Was aber sagt uns ein Satz wie:
"Dabei entdecken Rockmusiker tatsächlich Religion - und nutzen sie als Ausdrucksmöglichkeit für Gefühle."Rockmusiker mögen tatsächlich Religion entdecken, aber bestimmt nicht als optimale Ausdrucksmöglichkeit ihres sonstigen Gefühllebens. Daß mit Religion, mit christlicher Religion zumal, eine neue Dimension von Wirklichkeit ins eigene Leben tritt, daß - zumindest die christliche - Religion mit dem Anspruch daherkommt, der Alltagswirklichkeit ihren eigentlichen Kontext zu geben - anscheinend kein Faktor für einen deutschen Durchschnittsjournalisten. Daß die Erfahrung dieser neuen, umfassenden Wirklichkeit - auch GOtt genannt - zu ihrem eigenen Ausdruck drängt, zur Weitergabe als schlichtes Zeugnis oder als missionarisches Bekenntnis - unvorstellbar. Daß diese neuentdeckte Wirklichkeit sogar der vorhandenen Gefühlswelt ihren Platz zuweist, sie in Dienst nimmt, sie je nachdem bestätigt, zügelt, beseelt, umleitet, neu ausrichtet - unbekannt.

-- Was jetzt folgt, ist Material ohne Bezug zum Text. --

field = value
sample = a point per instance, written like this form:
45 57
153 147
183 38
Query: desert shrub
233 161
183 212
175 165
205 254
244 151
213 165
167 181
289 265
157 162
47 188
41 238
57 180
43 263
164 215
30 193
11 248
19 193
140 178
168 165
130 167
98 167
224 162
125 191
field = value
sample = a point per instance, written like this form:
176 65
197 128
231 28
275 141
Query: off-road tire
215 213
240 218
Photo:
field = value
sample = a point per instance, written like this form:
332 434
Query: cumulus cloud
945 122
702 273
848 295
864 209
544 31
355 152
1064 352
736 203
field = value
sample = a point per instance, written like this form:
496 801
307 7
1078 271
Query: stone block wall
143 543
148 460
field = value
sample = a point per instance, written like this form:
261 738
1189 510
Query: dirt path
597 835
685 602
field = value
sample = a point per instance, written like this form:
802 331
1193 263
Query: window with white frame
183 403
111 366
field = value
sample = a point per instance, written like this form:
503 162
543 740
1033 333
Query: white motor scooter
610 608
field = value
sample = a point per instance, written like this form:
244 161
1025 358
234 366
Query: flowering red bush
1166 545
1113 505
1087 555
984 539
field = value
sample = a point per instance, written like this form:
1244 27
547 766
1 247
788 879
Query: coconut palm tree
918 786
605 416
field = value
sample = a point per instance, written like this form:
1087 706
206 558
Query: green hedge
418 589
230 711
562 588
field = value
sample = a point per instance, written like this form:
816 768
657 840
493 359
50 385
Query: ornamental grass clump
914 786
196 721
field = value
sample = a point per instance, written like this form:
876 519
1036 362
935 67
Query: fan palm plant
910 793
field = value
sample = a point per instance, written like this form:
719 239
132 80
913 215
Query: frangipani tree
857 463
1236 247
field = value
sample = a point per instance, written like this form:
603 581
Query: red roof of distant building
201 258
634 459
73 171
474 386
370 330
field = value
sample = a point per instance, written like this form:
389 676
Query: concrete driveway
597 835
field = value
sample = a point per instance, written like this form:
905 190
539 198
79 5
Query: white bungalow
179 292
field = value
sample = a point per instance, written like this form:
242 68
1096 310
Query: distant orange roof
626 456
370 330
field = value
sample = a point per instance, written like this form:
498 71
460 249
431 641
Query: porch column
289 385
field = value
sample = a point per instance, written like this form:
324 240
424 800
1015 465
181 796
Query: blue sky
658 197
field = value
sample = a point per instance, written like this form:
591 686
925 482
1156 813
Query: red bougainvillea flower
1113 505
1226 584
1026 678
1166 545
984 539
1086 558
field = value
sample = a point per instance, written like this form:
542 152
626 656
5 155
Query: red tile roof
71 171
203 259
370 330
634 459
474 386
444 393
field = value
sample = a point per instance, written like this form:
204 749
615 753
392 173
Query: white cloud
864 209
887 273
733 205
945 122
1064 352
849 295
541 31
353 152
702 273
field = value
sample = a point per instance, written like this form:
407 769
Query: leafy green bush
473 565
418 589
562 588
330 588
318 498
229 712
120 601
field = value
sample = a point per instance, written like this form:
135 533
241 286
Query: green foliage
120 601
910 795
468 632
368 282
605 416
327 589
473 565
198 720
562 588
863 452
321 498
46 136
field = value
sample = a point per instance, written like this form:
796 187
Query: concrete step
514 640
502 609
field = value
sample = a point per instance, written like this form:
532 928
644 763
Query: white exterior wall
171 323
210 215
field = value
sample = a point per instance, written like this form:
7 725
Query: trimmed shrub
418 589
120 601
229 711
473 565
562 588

Wenn aber in dieser Sicht Religion kein kommunizierbarer und kommunikationswürdiger "Inhalt" mehr ist, dann bleibt anscheinend als Grund ihres plötzlichen Auftauchens in der U-Musik nur noch, daß sie als Vokabular für die Entschlüsselung und Übersetzung innerseelischer Erfahrungen herangezogen wird. Bist du verliebt: "O Jesus, how great to be in love!" Verlassen vom Partner - "Nobody knows the trouble I've seen." Zu spät dran - "We're gonna make it to the church on time"(B. Harper).
Im Arsenal der Religion finden sich Melodien und Worte für jede Stimmung - Worte, die sich nicht auf eine - für den Gläubigen - objektive Realität beziehen, sondern frei benutzbar sind für die Referenz auf: mich, den Musiker, oder mich, den Zuhörer.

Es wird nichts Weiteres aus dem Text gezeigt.